Southeast Alaska, referred to by Alaskans simply as “Southeast,” is Alaska’s Panhandle. It stretches from Dixon Entrance at the U.S.–Canada border south of Ketchikan to Icy Bay, northwest of Yakutat. Comprised of a narrow strip of mainland backed up against the Coast Mountains and Canada, and hundreds of islands of the Alexander Archipelago, Southeast forms the all-water route to Alaska known as the Inside Passage.
The Alaska Marine Highway ferries move people and vehicles between communities in Southeast and connect Southeast Alaska via the Inside Passage to Prince Rupert, BC, and Bellingham, WA, and to southcentral Alaska via Cross-Gulf sailings between Juneau and Whittier.
A region where industry, transportation, recreation and community planning are dictated by its unique topography, Southeast also offers unique attractions for visitors. Enjoy Russian (Sitka) and Tlingit (Haines) dance performances; colorful saloons like the Red Onion (Skagway); sportfishing throughout; and sightseeing and/or whale watching cruises of Glacier Bay, Misty Fiords, LeConte Glacier, the Stikine River and Tracy Arm. Bear viewing (at Anan and Pack creeks) is also a top attraction.
The region is accessible by air, land or sea. Jet service is available to Juneau,
Ketchikan, Wrangell, Petersburg, Sitka and Gustavus. Smaller communities are served by local commuter aircraft.
Cruise ships are a popular way to visit Southeast, with hundreds of sailings and varied itineraries to choose between.

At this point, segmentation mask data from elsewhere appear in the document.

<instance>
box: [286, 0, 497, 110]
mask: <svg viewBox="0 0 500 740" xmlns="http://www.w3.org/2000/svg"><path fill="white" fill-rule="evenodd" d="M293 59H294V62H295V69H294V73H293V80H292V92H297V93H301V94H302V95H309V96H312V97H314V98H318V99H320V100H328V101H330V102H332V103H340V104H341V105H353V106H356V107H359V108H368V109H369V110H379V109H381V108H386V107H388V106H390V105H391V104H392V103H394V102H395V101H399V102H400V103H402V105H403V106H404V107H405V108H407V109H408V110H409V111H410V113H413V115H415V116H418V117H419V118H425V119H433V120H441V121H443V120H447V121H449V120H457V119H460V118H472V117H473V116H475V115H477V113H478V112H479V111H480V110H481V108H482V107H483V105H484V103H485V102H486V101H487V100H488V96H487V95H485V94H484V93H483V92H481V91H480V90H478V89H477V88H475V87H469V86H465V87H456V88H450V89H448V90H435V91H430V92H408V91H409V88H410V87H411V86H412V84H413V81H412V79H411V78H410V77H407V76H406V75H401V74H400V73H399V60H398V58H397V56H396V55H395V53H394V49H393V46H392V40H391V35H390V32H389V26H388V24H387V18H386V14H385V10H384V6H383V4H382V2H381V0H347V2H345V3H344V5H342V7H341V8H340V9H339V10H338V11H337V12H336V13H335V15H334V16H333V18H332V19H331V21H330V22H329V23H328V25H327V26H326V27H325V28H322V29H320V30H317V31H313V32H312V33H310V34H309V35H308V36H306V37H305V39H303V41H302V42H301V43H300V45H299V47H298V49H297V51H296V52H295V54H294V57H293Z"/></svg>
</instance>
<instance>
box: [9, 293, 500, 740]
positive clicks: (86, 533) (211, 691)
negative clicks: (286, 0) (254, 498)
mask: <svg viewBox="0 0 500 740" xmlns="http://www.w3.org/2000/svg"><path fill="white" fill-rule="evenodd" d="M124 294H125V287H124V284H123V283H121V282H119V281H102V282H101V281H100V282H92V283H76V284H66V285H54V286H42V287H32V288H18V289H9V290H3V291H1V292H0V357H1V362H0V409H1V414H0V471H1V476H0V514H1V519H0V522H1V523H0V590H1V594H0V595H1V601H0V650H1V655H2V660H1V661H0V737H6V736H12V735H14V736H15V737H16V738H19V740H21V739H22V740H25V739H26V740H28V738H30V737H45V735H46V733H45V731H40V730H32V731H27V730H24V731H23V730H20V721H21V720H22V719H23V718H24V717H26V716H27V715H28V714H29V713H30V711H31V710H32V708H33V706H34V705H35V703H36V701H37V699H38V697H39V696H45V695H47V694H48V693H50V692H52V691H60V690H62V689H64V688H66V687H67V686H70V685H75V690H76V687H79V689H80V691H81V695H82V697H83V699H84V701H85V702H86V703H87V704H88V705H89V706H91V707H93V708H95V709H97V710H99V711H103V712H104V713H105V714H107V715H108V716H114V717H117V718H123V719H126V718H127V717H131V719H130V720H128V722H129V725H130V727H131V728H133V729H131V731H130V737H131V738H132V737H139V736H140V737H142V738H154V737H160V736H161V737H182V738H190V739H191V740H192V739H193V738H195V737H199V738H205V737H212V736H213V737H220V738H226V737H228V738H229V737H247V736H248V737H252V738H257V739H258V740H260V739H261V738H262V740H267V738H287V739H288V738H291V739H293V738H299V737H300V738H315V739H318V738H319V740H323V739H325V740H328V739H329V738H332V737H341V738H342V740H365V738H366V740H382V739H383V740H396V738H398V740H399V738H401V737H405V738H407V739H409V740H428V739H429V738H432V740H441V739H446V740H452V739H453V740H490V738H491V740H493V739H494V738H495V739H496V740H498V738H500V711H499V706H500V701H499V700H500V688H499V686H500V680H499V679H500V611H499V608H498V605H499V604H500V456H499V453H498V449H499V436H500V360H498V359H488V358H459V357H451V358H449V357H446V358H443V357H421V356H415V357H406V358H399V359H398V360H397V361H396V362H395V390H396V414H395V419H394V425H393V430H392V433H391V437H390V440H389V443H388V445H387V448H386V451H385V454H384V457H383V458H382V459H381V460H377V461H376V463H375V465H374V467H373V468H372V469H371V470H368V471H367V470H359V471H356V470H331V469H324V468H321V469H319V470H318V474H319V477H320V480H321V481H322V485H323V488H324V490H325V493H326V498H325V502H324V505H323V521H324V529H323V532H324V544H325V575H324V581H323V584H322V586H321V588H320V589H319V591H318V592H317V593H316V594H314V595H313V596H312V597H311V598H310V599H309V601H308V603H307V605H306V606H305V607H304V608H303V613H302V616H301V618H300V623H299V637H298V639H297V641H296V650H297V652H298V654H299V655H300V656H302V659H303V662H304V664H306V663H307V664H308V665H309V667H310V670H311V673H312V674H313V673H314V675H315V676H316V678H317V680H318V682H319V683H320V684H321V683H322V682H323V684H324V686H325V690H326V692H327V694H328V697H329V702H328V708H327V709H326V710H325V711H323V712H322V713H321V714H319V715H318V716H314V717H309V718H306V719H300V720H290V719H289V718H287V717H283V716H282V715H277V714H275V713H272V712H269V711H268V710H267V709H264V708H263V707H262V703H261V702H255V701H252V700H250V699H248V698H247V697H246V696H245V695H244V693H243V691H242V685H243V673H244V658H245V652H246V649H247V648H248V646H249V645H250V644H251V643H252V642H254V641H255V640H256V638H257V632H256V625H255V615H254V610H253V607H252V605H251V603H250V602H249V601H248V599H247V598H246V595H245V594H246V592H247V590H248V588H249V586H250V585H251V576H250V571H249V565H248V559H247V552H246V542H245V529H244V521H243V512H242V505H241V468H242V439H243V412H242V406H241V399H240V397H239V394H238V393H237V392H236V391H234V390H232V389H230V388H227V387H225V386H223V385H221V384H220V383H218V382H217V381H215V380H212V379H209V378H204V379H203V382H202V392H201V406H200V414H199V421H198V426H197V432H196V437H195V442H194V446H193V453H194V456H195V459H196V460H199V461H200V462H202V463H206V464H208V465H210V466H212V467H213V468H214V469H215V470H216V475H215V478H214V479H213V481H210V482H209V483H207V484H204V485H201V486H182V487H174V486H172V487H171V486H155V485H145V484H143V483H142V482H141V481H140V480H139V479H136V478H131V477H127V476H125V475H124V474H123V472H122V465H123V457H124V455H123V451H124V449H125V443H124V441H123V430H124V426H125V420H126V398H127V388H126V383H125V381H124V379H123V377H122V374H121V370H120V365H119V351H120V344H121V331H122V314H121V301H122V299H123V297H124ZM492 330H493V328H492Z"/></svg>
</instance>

Southeast Alaska lies between 54°40’ and 60° north latitude, the same as Scotland and southern Sweden. The region measures about 125 by 400 miles, with 60 percent consisting of islands covered with spruce, hemlock and cedar forests characteristic of moist coastal climates. The largest island in the region is Prince of Wales Island (third largest island in the U.S.). Prince of Wales Island also has the most extensive road system in Southeast Alaska. The Inter-Island Ferry Authority offers daily, year-round passenger and vehicle service between Ketchikan and Hollis on Prince of Wales Island.

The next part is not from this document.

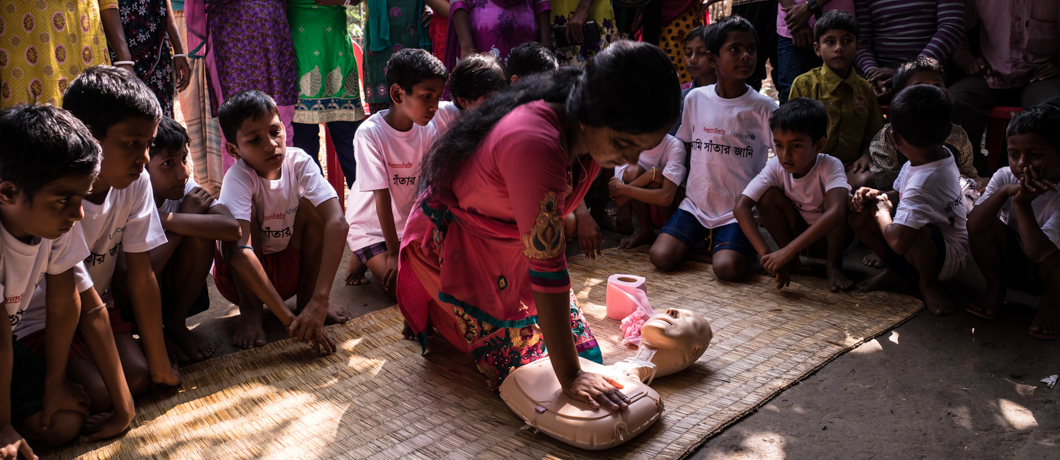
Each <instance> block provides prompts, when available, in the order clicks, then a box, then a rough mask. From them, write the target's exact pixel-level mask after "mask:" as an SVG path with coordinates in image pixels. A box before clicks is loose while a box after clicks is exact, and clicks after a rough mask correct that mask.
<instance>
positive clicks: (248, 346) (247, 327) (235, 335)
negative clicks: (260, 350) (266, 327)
mask: <svg viewBox="0 0 1060 460" xmlns="http://www.w3.org/2000/svg"><path fill="white" fill-rule="evenodd" d="M243 309H257V311H258V312H257V313H253V312H251V313H246V312H243ZM262 320H263V313H262V311H261V307H259V308H241V312H240V318H238V319H237V320H236V321H235V334H234V335H233V336H232V344H233V346H235V347H238V348H241V349H252V348H254V347H265V329H264V328H263V326H262Z"/></svg>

The majority of Southeast Alaska lies within Tongass National Forest, the largest national forest in the United States.
Some 71,000 people live along the Inside Passage. Slightly less than 20 percent of the region’s population is Alaska Native: Tlingit (KLINK-it) Indian, Haida (HI-duh) and Tsimshian (SHIM-shian). Alaska’s Natives occupied this region long before Vitus Bering arrived in Alaska in 1741.
Russia controlled Alaska from the turn of the 19th century until October 18, 1867, when Alaska was transferred to the U.S. As the Russian capital of Alaska, Sitka was the center of Russia’s fur-trading empire and a port of international trade, controlling trading posts from California to the Aleutians.

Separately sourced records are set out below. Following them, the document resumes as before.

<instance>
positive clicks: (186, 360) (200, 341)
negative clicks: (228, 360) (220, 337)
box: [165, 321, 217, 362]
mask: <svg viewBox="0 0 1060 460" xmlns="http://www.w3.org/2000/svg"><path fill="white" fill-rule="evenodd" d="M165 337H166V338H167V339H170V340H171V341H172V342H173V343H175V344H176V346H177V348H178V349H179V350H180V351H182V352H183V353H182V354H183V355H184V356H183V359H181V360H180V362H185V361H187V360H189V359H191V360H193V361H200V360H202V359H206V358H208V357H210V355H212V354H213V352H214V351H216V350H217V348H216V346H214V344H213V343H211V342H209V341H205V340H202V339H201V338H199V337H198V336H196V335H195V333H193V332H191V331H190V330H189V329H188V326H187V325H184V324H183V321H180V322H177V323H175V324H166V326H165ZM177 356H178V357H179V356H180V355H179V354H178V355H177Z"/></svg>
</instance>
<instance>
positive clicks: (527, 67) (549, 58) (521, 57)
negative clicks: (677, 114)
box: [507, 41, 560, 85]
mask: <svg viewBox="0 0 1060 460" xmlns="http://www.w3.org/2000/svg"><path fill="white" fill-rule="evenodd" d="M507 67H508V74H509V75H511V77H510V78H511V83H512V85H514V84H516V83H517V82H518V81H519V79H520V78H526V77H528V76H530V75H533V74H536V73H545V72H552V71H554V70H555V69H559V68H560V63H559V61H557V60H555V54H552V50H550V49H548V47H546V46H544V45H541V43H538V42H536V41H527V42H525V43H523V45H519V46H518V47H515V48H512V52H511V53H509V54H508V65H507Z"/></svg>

In 1867, the United States, under President Andrew Johnson, purchased Alaska from Russia for $7.2 million. The American flag was raised at Sitka on Oct. 18, 1867. As the Russian population moved out, and the fur trade declined, so did interest in Southeast Alaska. But it was rekindled by the salmon industry as canneries were established, the first at Klawock in 1878. Salmon canning peaked in the late 1930s then declined from overfishing.
The first significant white populations arrived because of gold. Thousands of gold seekers traveled through the Inside Passage in 1898 to Skagway and on to Canada’s Klondike (sparking interest in the rest of Alaska). The largest gold ore mine of its day, the Treadwell near Juneau, began operation in 1884.
Juneau became Alaska’s capital in 1906, and Southeast remained Alaska’s dominant region until WWII, when military activity and the Alaska Highway shifted emphasis to Anchorage and Fairbanks.
Additional population growth came to Southeast with new timber harvesting in the 1950s. Increased government activities, as a result of Alaska statehood in 1959, brought even more people. Fishing is an ongoing industry in Southeast.
The Inside Passage is the last stronghold of the American bald eagle. More than 20,000 eagles reside in the region, and sightings are frequent. Humpback and killer whales, porpoises, sea lions and seals are often observed from ferries, cruise ships and charter boats. Bear viewing opportunities are offered at Pack Creek on Admiralty Island, Anan Creek near Wrangell, Fish Creek near Hyder and Herring Cove near Ketchikan.